The God Machine: From Boomerangs to Black Hawks, the Story of the Helicopter
by James R. Chiles. Bantam, 2007 ($25)
Profiles of the many helicoptrians who created this amazing contraption.

Storm Chaser: A Photographer’s Journey
by Jim Reed. Abrams, 2007 ($42)
Chronicles remarkable floods, geomagnetic storms, the landfall of hurricanes.

Of a Feather: A Brief History of American Birding
by Scott Weidensaul. Harcourt, 2007 ($25)
Obsessive ornithologists from Audubon to today’s “competitive” birders.

Cartographia: Mapping Civilizations
by Vincent Virga and the Library of Congress. Little, Brown, 2007 ($60)
More than 200 maps and their accompanying stories, from a 1500 B.C. cuneiform tablet to a 2001 map of the human genome. At the left, a globe from a World War II poster aimed at Middle Eastern allies of the U.S.
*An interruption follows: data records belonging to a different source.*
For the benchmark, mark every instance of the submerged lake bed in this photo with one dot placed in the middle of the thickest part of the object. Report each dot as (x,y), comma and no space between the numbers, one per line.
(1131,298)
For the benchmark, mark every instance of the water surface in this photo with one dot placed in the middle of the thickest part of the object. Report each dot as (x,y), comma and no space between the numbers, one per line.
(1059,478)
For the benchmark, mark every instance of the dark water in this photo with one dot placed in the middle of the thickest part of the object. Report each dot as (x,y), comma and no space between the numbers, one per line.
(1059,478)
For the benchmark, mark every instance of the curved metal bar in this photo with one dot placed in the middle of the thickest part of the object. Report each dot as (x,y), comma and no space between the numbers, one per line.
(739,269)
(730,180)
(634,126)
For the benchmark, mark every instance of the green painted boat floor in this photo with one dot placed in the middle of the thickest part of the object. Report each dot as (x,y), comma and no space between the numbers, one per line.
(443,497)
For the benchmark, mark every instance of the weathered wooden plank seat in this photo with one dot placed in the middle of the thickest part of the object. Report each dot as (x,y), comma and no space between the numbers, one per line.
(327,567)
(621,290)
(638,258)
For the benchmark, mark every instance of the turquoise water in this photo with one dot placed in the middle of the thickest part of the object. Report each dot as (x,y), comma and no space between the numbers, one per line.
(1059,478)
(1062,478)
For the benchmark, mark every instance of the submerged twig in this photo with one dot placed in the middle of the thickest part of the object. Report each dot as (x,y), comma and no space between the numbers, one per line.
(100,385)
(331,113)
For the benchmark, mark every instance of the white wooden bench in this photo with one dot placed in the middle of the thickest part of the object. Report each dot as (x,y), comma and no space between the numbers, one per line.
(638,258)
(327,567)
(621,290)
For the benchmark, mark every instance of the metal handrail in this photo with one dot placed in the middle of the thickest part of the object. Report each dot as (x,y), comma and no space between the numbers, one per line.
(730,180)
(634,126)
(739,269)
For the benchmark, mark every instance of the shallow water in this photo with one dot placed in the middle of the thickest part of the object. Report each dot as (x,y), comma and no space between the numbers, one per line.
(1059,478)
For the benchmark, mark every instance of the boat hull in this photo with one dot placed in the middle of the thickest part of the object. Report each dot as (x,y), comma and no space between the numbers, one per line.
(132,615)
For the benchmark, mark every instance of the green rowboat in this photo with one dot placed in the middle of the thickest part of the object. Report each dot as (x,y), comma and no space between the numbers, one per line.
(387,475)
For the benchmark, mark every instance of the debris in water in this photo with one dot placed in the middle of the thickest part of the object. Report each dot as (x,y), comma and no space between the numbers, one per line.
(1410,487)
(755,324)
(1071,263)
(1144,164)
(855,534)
Very Special Relativity: An Illustrated Guide
by Sander Bais. Harvard University Press, 2007 ($20.95)
The fundamental concepts of Einstein’s theory in a beautifully graphic book.

Arsenals of Folly: The Making of the Nuclear Arms Race
by Richard Rhodes. Knopf, 2007 ($28.95)
A gripping account of the standoff between the superpowers.

Discovering the Solar System
by David W. Hughes and Carole Stott.
Barron’s, 2007 ($29.99)
Includes a solar system mobile and an inter­active wall chart.

text by Jean-Baptiste de Panafieu.
Photographs by Patrick Gries.
Seven Stories Press, 2007 ($65)
A project from the Natural History Museum of Paris to demonstrate the reality of evolution through stunning photographs of animal skeletons and brief explanatory essays.

The Rough Guide to Genes and Cloning
by Jess Buxton and Jon Turney.
Rough Guides, 2007 ($16.99)
The Rough Guide technique for unfamiliar lands applied to unfamiliar subjects.

The World without Us
by Alan Weisman. St. Martin’s Press, 2007 ($24.95)
Easily the most fascinating environmental book of the year.

Talking Hands: What Sign Language
Reveals about the Mind
by Margalit Fox. Simon & Schuster, 2007 ($27)
Discovering the basic ingredients of language in a remote village where everyone uses sign language.

Darwin’s Origin of Species: A Biography
by Janet Browne. Atlantic Monthly Press, 2007 ($20.95)
Part of the Books That Changed the World series, by an acclaimed Darwin biographer.

How to Photograph an Atomic Bomb
by Peter Kuran. VCE, 2007 ($39.95)
A quirky combination of awesome (as in  “shock and awe”) photographs and technical details about how they were taken.